The lawsuit also touches on the difficult history between Chartrand and Selectman Tony Archinski, who retired from the Police Department in 2008. Though Archinski is not a defendant in the lawsuit, he is mentioned early on, throughout several pages.

According to the court document, Archinski was angry because Chartrand was chosen as deputy chief. After Duggan was hired as town manager, the suit claims Duggan and Archinski developed and maintained a symbiotic relationship in which the selectman has become a blind supporter of Duggan. It also charges Duggan with carrying “Archinski’s water” and taking steps to achieve “Archinski’s desire to go after Chartrand.”

Archinski on Friday said he had not read the lawsuit.

“I have not spoken to David Chartrand since I retired 11 years ago and I have not spoken about him in a very long time.

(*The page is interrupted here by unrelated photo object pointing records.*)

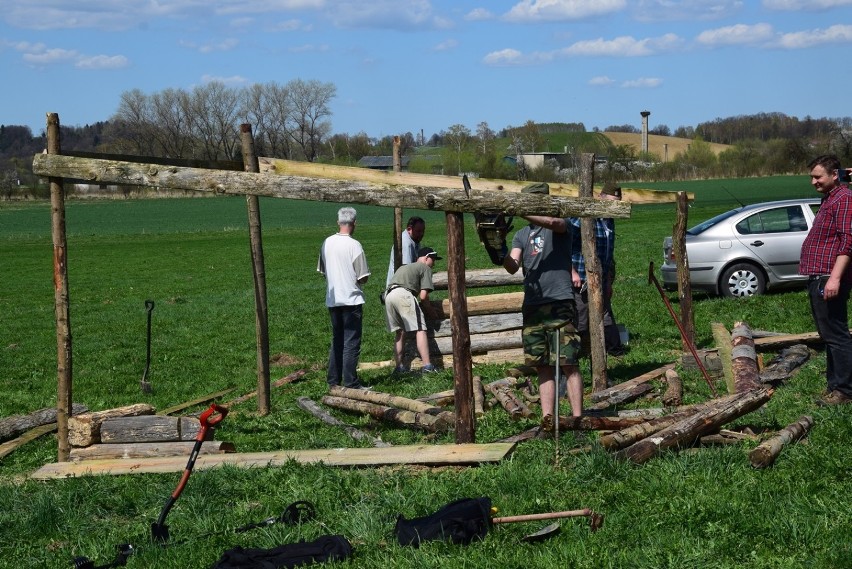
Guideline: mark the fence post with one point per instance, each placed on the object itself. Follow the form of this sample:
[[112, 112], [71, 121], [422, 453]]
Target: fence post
[[261, 311]]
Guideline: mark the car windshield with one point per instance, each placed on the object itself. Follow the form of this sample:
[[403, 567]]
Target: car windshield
[[705, 225]]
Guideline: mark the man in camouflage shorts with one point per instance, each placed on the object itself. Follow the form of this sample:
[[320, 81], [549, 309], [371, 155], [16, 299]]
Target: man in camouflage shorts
[[543, 251]]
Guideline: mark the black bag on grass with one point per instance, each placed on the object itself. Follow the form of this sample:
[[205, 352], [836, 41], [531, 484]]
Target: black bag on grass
[[324, 548], [458, 522]]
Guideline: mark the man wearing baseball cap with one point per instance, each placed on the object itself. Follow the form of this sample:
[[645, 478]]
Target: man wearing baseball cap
[[543, 251], [407, 306]]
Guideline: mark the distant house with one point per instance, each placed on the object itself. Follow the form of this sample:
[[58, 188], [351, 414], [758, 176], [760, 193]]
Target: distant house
[[382, 162]]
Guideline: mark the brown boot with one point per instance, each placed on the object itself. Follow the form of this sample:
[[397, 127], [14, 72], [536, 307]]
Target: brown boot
[[834, 398]]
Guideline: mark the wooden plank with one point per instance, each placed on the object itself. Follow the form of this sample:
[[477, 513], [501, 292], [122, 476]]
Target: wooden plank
[[480, 278], [314, 169], [430, 455], [140, 450], [480, 324], [349, 190]]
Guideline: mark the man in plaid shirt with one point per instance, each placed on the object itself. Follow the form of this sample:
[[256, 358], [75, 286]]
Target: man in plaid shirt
[[825, 259]]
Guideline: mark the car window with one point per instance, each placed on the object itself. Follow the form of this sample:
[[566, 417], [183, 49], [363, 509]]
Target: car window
[[705, 225], [776, 220]]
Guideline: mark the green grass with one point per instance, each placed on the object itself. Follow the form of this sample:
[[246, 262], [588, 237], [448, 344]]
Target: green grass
[[697, 508]]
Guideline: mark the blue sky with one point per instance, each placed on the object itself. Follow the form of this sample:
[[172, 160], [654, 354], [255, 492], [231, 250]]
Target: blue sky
[[405, 65]]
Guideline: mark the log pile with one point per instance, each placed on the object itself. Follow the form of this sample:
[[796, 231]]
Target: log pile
[[135, 431]]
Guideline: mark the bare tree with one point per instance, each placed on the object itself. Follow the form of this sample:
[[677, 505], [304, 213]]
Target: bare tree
[[309, 102], [458, 137]]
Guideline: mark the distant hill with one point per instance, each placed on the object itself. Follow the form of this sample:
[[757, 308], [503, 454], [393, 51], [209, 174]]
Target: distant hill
[[656, 143]]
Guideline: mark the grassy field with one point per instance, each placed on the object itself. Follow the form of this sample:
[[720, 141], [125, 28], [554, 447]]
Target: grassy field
[[695, 508]]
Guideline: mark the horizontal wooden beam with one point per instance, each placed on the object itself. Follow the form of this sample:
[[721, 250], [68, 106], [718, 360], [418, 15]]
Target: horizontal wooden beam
[[466, 454], [385, 194], [315, 170]]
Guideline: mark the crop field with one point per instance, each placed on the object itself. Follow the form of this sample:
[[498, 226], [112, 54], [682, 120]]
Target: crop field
[[701, 507]]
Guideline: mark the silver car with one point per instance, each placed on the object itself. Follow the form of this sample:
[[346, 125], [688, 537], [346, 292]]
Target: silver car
[[745, 251]]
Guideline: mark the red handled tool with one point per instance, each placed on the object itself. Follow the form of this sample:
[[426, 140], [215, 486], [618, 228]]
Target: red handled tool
[[210, 418]]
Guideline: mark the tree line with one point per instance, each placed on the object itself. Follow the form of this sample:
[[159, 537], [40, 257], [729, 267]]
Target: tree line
[[293, 121]]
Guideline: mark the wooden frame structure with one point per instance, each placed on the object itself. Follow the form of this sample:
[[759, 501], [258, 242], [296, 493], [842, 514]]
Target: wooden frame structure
[[396, 190]]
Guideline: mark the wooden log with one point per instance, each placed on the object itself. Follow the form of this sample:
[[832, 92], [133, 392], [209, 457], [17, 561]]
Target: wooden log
[[776, 343], [502, 393], [479, 324], [722, 338], [744, 359], [61, 302], [150, 429], [478, 396], [290, 378], [85, 429], [691, 428], [627, 436], [630, 383], [674, 390], [475, 278], [261, 311], [392, 401], [624, 396], [194, 402], [15, 425], [483, 304], [352, 191], [766, 453], [425, 454], [684, 286], [591, 423], [311, 407], [393, 415], [141, 450], [785, 364], [465, 422]]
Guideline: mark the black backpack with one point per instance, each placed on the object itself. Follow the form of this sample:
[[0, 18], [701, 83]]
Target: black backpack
[[458, 522], [324, 548]]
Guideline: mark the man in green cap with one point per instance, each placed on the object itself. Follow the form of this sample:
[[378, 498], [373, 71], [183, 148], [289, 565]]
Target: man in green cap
[[543, 251]]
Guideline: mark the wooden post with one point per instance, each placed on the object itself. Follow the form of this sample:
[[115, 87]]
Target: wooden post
[[593, 279], [397, 212], [687, 318], [462, 371], [261, 311], [64, 368]]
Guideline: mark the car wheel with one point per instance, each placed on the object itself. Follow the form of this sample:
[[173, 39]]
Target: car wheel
[[742, 279]]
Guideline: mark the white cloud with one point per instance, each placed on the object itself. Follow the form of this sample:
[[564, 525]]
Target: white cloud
[[691, 10], [232, 80], [624, 46], [642, 83], [738, 34], [50, 56], [447, 45], [102, 62], [479, 14], [561, 10], [799, 40], [804, 5], [309, 48], [504, 57], [601, 81]]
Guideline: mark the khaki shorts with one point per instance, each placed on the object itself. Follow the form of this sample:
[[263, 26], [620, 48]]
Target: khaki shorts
[[539, 334], [403, 312]]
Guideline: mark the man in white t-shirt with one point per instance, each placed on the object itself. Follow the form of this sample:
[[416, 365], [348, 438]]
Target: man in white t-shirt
[[344, 265], [411, 237]]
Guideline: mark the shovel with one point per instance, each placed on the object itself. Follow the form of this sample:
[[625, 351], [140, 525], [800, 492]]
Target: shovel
[[159, 529], [145, 385]]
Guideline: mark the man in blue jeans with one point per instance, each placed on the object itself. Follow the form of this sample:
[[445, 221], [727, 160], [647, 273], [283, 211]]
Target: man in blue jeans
[[825, 259], [344, 265]]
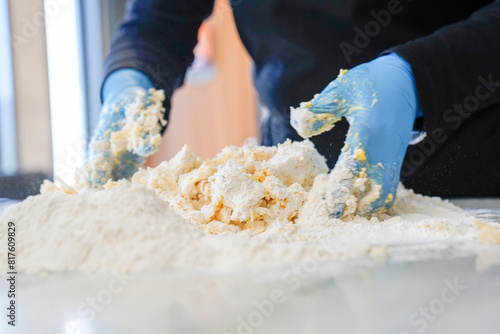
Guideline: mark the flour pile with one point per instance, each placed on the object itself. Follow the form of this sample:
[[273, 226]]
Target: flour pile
[[250, 206]]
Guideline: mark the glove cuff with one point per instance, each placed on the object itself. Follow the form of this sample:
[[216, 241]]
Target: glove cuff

I don’t recall the last time I even had a conversation with the town manager about David Chartrand,” Archinski said.

Archinski said he and Chartrand did not have a good relationship during his time in the Police Department and added that he put it all behind him when he retired.

“I think that Chartand has always felt that I had it out for him, but I have definitely put that behind me years ago,” Archinski said. “There are much more important things to do in my life than worry about what David Chartrand does or thinks.”

In response to Archinski’s comments, Chartrand had this to say on Friday: “I’d like to thank him for yet again publicly speaking about the animosity he’s had towards me.”

Chartrand’s attorney Andrew Gambaccini on Friday said they are looking forward to the opportunity to question Duggan under oath.